MinervaBMJ 2003; 327 doi: https://doi.org/10.1136/bmjusa.03040011 (Published 19 November 2003) Cite this as: BMJ 2003;327:E218
From BMJ USA 2003;April:232
Every surgeon's nightmare is to leave a swab or instrument inside a patient. So what are the risk factors? A case-control study of medical malpractice claims found that it's nine times more likely to happen during emergency surgery and four times more likely after an unplanned change in the procedure (New England Journal of Medicine 2003;348:229–235). Overweight patients (and their surgeons) are also at increased risk.
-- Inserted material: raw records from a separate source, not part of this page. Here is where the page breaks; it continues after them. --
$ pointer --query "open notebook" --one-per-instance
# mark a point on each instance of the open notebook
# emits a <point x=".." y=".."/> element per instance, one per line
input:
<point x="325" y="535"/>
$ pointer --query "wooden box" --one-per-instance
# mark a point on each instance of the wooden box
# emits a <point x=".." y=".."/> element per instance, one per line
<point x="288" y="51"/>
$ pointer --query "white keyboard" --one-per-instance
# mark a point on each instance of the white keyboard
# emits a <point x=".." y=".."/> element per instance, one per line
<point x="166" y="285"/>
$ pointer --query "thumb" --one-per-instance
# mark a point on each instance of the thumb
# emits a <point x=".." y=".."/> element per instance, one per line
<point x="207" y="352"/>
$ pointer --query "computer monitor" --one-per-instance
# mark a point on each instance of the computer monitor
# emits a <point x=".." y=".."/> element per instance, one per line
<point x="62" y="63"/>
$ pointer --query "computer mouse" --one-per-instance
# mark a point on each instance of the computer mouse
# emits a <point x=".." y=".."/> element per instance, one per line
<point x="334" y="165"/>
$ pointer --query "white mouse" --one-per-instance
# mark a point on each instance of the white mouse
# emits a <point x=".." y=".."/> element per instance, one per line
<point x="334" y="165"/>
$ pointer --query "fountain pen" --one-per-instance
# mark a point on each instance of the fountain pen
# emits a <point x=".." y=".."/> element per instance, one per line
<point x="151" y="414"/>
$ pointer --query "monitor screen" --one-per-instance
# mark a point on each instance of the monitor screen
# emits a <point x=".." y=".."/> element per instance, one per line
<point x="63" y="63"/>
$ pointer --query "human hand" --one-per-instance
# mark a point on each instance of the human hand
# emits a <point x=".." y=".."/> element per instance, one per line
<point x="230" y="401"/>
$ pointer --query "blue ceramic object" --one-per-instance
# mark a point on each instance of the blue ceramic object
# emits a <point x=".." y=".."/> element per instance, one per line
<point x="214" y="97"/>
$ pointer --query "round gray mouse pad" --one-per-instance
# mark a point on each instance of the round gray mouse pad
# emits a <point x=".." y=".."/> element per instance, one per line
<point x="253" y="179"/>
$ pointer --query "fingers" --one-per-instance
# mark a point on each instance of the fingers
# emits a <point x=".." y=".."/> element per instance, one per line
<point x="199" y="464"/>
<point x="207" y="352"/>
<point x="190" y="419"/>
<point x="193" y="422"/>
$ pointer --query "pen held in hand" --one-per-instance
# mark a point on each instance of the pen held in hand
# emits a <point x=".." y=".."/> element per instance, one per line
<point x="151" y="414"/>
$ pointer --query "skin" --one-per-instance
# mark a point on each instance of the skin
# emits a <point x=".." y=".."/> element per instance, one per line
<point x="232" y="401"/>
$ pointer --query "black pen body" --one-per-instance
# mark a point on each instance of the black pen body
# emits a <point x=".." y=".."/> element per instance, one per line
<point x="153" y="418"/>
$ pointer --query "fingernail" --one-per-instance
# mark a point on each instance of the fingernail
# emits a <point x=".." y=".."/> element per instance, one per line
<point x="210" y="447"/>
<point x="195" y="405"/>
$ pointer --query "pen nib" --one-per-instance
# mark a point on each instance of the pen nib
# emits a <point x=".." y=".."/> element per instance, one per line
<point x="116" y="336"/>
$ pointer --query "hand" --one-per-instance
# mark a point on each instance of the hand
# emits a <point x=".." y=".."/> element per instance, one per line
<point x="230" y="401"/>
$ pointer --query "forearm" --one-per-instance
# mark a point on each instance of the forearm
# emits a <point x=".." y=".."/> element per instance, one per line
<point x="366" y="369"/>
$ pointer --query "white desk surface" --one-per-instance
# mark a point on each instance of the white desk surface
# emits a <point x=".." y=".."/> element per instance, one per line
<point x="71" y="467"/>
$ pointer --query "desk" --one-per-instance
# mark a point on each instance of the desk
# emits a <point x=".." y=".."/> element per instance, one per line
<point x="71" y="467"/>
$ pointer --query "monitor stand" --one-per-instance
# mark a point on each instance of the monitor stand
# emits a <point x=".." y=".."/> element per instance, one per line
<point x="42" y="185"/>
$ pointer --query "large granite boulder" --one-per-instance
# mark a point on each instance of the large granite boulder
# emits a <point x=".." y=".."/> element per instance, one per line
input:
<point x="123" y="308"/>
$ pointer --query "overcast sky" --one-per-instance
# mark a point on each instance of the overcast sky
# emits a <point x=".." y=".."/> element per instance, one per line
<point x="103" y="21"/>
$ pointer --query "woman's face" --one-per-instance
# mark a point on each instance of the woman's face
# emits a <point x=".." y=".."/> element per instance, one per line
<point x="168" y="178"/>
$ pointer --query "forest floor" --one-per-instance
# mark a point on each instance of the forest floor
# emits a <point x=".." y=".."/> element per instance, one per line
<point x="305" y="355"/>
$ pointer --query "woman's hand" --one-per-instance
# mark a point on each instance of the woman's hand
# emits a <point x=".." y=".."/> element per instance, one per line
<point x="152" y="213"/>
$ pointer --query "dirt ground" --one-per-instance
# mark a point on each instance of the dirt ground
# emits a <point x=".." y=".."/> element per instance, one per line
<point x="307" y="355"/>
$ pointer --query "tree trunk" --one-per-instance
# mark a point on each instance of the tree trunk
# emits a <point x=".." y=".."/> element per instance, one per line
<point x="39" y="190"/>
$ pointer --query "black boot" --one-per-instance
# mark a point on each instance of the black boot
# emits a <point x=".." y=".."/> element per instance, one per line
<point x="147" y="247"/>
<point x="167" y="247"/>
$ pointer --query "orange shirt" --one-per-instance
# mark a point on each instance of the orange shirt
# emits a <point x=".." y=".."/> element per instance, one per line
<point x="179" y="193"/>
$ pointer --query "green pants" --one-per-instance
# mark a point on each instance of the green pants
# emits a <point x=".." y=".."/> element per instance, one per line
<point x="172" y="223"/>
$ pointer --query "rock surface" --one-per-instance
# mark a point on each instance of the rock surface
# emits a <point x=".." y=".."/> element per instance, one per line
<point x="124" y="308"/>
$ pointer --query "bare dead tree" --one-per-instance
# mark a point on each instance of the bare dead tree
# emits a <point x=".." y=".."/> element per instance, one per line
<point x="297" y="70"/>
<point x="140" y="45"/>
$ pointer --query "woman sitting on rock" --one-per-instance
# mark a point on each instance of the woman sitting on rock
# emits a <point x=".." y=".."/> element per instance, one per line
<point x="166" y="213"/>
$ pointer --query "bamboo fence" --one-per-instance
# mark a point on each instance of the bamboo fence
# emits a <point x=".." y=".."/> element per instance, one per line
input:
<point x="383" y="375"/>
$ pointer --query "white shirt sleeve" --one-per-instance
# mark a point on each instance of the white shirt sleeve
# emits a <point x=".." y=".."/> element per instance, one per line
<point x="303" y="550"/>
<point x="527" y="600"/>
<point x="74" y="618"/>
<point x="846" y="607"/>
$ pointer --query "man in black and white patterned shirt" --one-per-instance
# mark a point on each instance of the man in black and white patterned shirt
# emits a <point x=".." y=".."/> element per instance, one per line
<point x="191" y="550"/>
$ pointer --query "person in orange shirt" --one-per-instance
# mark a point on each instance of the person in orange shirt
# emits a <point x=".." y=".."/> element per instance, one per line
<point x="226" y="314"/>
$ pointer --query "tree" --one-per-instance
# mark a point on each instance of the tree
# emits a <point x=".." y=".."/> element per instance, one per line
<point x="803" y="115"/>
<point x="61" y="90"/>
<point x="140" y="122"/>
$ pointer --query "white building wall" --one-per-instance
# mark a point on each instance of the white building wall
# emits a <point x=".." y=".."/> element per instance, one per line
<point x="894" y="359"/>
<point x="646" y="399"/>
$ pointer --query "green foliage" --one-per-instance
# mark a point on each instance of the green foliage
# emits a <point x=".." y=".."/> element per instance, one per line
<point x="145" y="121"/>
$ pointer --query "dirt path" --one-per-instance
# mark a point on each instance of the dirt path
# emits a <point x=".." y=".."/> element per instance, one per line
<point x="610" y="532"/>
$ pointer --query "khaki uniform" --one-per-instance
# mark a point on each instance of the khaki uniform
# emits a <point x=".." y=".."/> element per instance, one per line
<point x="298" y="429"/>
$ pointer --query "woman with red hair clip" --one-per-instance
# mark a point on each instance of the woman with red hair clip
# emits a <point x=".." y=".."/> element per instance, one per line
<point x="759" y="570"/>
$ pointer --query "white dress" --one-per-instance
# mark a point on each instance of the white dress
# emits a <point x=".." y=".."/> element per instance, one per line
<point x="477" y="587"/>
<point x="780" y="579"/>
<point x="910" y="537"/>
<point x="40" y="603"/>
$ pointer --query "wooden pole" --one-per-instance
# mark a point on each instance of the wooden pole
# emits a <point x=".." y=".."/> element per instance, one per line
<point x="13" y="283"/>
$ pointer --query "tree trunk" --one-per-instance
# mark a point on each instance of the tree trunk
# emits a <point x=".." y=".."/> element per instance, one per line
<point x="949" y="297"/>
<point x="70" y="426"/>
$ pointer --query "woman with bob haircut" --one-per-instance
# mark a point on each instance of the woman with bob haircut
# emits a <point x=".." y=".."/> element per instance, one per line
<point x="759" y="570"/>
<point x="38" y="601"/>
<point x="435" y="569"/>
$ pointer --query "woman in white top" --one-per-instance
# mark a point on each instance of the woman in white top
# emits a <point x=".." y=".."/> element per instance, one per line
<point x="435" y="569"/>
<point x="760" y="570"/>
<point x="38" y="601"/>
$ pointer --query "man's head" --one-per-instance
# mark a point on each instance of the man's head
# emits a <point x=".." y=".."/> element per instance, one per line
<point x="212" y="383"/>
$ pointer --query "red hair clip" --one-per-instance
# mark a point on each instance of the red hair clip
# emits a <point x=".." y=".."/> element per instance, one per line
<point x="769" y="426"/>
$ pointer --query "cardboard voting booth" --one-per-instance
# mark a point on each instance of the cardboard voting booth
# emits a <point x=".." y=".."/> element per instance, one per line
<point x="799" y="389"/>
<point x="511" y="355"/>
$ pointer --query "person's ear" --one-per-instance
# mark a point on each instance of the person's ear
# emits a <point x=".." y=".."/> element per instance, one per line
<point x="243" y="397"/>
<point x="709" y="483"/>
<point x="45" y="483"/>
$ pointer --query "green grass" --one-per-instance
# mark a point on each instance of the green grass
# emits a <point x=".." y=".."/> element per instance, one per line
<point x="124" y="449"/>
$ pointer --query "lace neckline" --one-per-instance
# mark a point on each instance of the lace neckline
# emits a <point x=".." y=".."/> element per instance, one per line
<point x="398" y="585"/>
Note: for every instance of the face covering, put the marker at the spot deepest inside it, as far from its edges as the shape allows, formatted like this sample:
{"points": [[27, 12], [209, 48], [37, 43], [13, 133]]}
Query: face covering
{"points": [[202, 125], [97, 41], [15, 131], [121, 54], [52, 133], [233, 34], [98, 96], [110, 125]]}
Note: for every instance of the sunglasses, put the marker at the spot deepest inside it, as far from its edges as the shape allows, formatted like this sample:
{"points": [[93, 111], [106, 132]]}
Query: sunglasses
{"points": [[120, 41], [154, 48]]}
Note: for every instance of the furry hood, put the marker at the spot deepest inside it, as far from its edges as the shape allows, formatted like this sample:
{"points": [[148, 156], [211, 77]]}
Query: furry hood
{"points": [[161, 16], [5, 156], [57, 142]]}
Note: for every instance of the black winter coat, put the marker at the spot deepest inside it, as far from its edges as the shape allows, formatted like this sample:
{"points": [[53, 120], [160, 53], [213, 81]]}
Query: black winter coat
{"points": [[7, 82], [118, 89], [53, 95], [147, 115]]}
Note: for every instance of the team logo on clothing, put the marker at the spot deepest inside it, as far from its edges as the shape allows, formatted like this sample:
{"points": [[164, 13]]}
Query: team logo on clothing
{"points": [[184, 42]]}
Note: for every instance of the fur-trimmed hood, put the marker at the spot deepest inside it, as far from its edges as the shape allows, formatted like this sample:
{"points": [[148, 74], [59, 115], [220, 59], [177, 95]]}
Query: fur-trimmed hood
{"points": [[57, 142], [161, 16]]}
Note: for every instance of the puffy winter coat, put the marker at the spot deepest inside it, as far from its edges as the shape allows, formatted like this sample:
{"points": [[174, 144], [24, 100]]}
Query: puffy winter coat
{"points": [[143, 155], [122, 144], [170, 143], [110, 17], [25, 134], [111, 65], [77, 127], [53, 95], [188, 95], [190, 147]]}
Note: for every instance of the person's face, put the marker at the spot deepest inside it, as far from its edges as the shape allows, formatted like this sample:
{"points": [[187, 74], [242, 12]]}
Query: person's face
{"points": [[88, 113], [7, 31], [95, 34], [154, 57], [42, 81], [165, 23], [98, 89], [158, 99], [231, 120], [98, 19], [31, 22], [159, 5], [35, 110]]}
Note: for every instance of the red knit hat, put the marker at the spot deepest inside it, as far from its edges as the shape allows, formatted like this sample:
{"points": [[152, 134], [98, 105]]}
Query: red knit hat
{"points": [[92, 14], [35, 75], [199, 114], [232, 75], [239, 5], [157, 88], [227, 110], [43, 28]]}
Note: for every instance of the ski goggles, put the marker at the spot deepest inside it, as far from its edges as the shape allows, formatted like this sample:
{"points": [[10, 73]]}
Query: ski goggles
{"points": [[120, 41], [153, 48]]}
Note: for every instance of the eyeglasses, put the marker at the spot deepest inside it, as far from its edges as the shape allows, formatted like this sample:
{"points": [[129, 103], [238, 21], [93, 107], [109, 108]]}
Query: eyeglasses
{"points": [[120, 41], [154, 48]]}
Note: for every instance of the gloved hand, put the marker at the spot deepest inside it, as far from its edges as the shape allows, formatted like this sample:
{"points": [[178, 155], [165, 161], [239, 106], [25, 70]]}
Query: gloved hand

The risk of a surgical wound becoming infected is inversely correlated with the oxygen tension in the subcutaneous tissues. Providing supplementary oxygen during surgery reduces that risk. A study of 500 patients undergoing colon surgery found that only 5% of the patients given 80% oxygen developed wound infection compared with 11% of those given 30% oxygen. Supplementary oxygen also cut the rate of postoperative nausea and vomiting (Clinical Infectious Diseases 2002;35:1397–1404).
An incidentaloma is the name given to a totally asymptomatic non-functional tumor that is clinically and biochemically silent and has been discovered by chance. These tumors are found most often in the adrenal glands of patients being investigated with modern imaging techniques. The name seems to have enraged …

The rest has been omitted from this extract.